Timeout for the connection (low)(in)activity in getRange

sociomantic-tsunami / dlsproto

Distributed Log Store protocol definition, client, fake node, and tests

Boost Software License 1.0

3 stars 18 forks source link

Timeout for the connection (low)(in)activity in getRange #40

Open nemanja-boric-sociomantic opened 6 years ago

nemanja-boric-sociomantic commented 6 years ago

The legacy clients have implemented the algorithms for making sure that all nodes are alive and sending traffic. It is implemented via means of monitoring the events when the individual nodes finish running the request and observing the time for the remaining nodes to finish. In the case when client sees that the individual node needs a long time to complete the request, it would "timeout" and it would stop the request.

Ideally, the client should have a mean of aborting the request on a connection that seems staled, without client needing to track the individual nodes behaviours.

gavin-norman-sociomantic commented 6 years ago

Timing out an individual request-on-conn has two aspects:

Like a full request timeout, the client could simply ditch the RoC and ignore any future incoming messages for it.
It would also be nice to send a message to the node, telling it to stop. (This would handle the case of active but slow connections.)

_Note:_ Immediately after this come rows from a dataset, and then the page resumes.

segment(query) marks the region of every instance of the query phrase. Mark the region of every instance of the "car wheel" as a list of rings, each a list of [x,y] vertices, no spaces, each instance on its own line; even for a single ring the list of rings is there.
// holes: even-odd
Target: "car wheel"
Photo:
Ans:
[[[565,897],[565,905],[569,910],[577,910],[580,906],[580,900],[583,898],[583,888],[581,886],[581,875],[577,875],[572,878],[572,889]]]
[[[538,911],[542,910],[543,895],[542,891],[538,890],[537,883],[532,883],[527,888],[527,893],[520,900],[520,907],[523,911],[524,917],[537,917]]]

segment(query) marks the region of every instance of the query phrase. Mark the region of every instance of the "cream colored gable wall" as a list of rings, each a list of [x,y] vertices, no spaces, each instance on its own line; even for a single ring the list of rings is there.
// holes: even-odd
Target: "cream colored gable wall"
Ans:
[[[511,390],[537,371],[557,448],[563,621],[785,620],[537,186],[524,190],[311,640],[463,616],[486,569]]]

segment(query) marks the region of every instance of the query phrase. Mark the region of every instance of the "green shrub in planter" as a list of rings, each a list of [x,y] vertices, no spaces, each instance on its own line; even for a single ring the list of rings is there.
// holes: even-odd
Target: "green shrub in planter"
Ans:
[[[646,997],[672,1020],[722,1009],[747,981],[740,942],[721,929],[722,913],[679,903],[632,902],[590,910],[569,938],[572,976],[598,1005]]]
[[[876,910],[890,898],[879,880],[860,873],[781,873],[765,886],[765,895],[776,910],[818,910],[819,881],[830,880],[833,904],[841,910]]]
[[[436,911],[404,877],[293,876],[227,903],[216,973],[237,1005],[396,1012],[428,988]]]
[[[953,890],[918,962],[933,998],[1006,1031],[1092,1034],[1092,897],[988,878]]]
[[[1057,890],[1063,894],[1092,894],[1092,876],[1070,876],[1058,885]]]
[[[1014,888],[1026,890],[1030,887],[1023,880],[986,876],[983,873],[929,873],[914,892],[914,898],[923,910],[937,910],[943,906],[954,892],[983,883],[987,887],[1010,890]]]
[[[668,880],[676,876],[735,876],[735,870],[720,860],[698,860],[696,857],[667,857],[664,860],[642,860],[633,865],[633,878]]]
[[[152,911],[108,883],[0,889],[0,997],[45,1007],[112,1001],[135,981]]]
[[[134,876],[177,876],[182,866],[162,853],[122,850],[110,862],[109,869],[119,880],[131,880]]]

I'm not sure how these two things would work together.

gavin-norman-sociomantic commented 6 years ago

It seems like the simplest way to implement this is as a kind of automated, per-RoC stop, using the standard Stop protocol.

gavin-norman-sociomantic commented 6 years ago

As for the value of the timeout, we discussed starting out with a non-configurable sanity check timeout (60s, say). We can tweak this or make it configurable, if needed.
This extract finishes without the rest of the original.